Featured in 'The Last Supper': New Fossilised Ammonite and Fish Plates

Featured in our current exhibition, ‘The Last Supper’ (running until December 22nd) are a range of wall mounted Natural History pieces, including a large ammonite discovered in Dorset’s Jurassic coast and fossilised fish plates from Green River Formation, USA.

Fossilised Ammonite Plate

Beginning over 200 million years ago, the Earth’s Jurassic Period saw sea levels rise and transformed from the Triassic desert into a shallow tropical sea. As a result, a wide variety of marine species appeared in the newly created marine environments, many of which are now preserved as fossils.

One of which is the Ammonite, a shelled cephalopods that died out about 66 million years ago (roughly the same time as the dinosaurs) and are found all around the world, often in very large concentrations. Ammonites are formed when the remains or traces of the animal became buried by sediments that is later solidified into rock. Specimens show an enormous range in size depending on species, from the very small at less than 20 mm in diameter, to the largest being 1.95 m in diameter.
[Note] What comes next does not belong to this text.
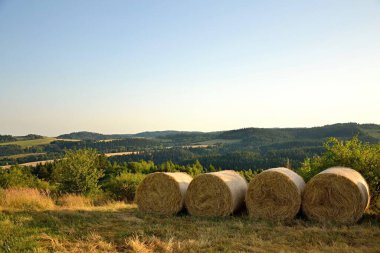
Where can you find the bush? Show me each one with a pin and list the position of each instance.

The example included is the species Arnioceras semicostatum dating back to the Late Jurassic period (164-145 million years ago) and was discovered in Dorset, UK. Dorset’s “Jurassic coast” runs from East Devon to East Dorset, is 96 miles long and gained its name due to the abundance of fossils found in its cliffs dating from the Jurassic period.

Fossilised Fish Plates

An Eocene geologic formation that dates back more than 50 million years, the Green River Formation occurred due to mass sedimentation in a group of intermountain lakes in three basins along the current Green River in Colorado, Wyoming, and Utah.

Covering an area of more than 65,000 square kilometers, the site formed by lakes on the intermountain foundation being gradually filled with sediment, silt, mud and dissolved minerals from streams draining the steep slopes. Wide wetlands that formed along the lakeshores were home to a variety of vegetation, including ferns and palm fronds.

It has been found that the uppermost layer of rock holds the most extensive record of fossilised freshwater fish in North America, with complete fossils of over 20 different fish species, 100 different kinds of insects, and a large variety of plants.

The formation has allowed palaeontologists to become educated on the habits of the ancient lakes inhabitants such as mass mortality layers are found, where many specimens of the same fish species are preserved in a small area showing schooling.

Moreover, sometimes fossilised fishes are discovered with what appears to be another fish in its mouth; these fossilised fishes are known as "aspirations" and are thought to depict the quick demise and burial of a fish that choked and perished while consuming another fish.